The question, usually accompanied by an accusatory undertone and a “this is weird” air about it, presupposes that I speak on behalf of that entire hyphenated population. As if my choices in life or the way I express certain things, which are influenced mainly by how, not where, I was brought up, are representative of “them.” The “them” I purportedly represent is seen by the questioner as a monolithic group that does not mesh with, or is antagonistic to, the American way of life.

It is asked, as you may have figured, by someone who does not belong to the group inquired about. Someone who is typically of the majority.

And, unfortunately, it happens way too often.

In my experiences, the above-mentioned questions surrounding my hyphen are frequently employed by those who consider the “other” less than or unworthy. I have witnessed it used, often systemically, to place minorities – such as African-American, Hispanic-American, Asian-American or Arab-Americans – at an arm's length from being just American.

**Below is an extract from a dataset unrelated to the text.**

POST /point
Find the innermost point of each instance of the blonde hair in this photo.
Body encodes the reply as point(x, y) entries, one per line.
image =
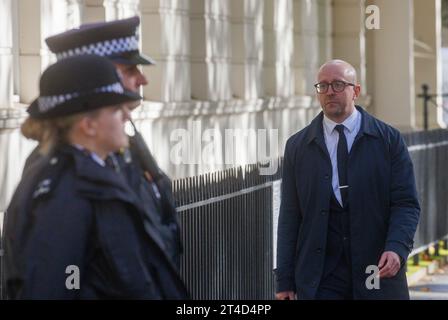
point(51, 132)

Don't get me wrong, I fully embrace the multiple components of my identity and appreciate their complex intersectionality, but I wholeheartedly reject the use of the hyphen to denote a “less than” status of American. Unfortunately there are more than we would like to admit of those who will always view me, and others like me, as less than, but they are not where I choose to expend my energy. Trying to convince them otherwise is an exercise in futility as their questions are not asked to seek understanding but rather to express their opinion about me.

Now, I understand and fully appreciate the fact that we as human beings are naturally curious. The unfamiliar intrigues us and we seek to understand it. Therefore, I would rather engage those who have questions but are unsure how to ask them. Those who doubt the inflammatory rhetoric they see on traditional and social media. The ones who reject the pressure to fit into an “us” box despite it being tempting and relatively easy for it can be validated and reinforced by their echo chambers.

I'd rather expend my energy on those who refuse what is being peddled and seek truth through understanding.

But we as a society seem to have lost the art of simple, civil conversation. We avoid asking the questions that may expand our understanding in fear of coming across as offensive. We choose not to engage in heated discussions for fear of coming across as defensive. We dance around meaningful conversations to spare ourselves the inconvenience of hurt feelings.

It seems we have bolted down the doors to our silos and replaced intrigue, curiosity and interest with suspicion, anxiousness and fear. And no, you can't hang this on “political correctness” or the “oversensitivity” of people. This is nothing but the product of replacing genuine curiosity and intrigue with crippling, mostly unfounded, fear of the unknown. And that falls squarely on the shoulders of those who choose to stick only with one side of the hyphen over the other.

To better the relationships among our various communities, to enhance the beauty of the mosaic that is the American society, we need to overcome disinformation, hype and unfounded fear. That cannot be accomplished without deep and honest conversations.

Such conversations cannot take place without trust, and trust cannot be established without developing friendships, and friendships do not form when each of us is behind closed doors.

Go out there, assume well of each other, reach across and embrace the beauty of our diversity.

Ahmed Abdelmageed, assistant dean of alumni and community engagement at Manchester University's College of Pharmacy, is a board member with the Indiana Center for Middle East Peace.